October 6, 2020

Facebook recently published a blog post about their Retrieval-Augmented Generation (RAG) paper (published in May 2020). The blog post is light on detail, but, as usual, the news coverage is much worse (filled with ads and poorly written). I decided to dive in and figure out what the work was about.

In 2020, Facebook has had several publications about knowledge-aided NLP (KILT, RAG, BART, DPR, BLINK), so in this blog post I'd like to go through what all these acronyms are and how they fit together.

To summarize:

• Dense Passage Retrieval (DPR): A model which, given a question, retrieves relevant passages from a database of passages built from Wikipedia.
• BART: A sequence-to-sequence (seq2seq) version of BERT.
• Retrieval-Augmented Generation (RAG): A DPR- and BART-based question answering model.
• Knowledge Intensive Language Tasks (KILT): A benchmark for evaluating quality of knowledge-based tasks, tested on baselines and Facebook's models.

I'll go through these models in more detail below.

## Dense Passage Retrieval (DPR)

One of the core components of knowledge-based question answering is passage retrieval. Given a question, passage retrieval selects from a large database candidate passages that may be relevant to the question.

Traditional approaches to this problem include TF-IDF and BM25, which, at their core, are fairly simple models for assessing document similarity based on word frequencies in those documents. There are many variations and changes to the core models that make these work well, such as stemming, smoothing, stopword removal, etc.

Dense Passage Retrieval (DPR) (April 2020), a neural-network based passage retriever, is Facebook's approach to this challenge. Although it's published as an independent paper, it seems like it's really part of the same effort as RAG – published less than two months apart with significant author overlap.

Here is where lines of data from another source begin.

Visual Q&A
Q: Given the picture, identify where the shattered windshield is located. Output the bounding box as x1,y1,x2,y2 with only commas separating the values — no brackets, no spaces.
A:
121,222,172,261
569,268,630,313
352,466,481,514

The DPR model consists of two parts: a passage encoder (fine-tuned based on BERT) and a question encoder (also fine-tuned based on BERT). Each encoder returns a dense vector representation of its input by selecting the output embedding of the [CLS] token. Given a question vector and a passage vector, the similarity between the two is the dot product of the two vectors.

A single training sample for this model consists of a question, a positive passage (the passage which has the answer to the question), and a set of negative passages (which are irrelevant to the question). The model is trained to maximize similarity of the question vector to the positive passage vector, and minimize similarity to negative passage vectors. (The loss is equivalent to using the passage similarities as logits and then using a softmax cross-entropy loss.)

Models trained like this are dependent on the quality of the negative passages chosen. If all the negative passages are just completely random unrelated passages, the task is too easy, and the model will learn shallow features based on word frequency, etc, and won't generalize well. In order to learn high-quality representations, the negative passages for a question must be a mix of arbitrary unrelated passages and passages that are close to the positive but are still wrong; the latter of these two are called "hard negatives". DPR is trained with a single hard negative per question, which is sourced by running a BM25 passage retriever and choosing one of its retrieved candidates.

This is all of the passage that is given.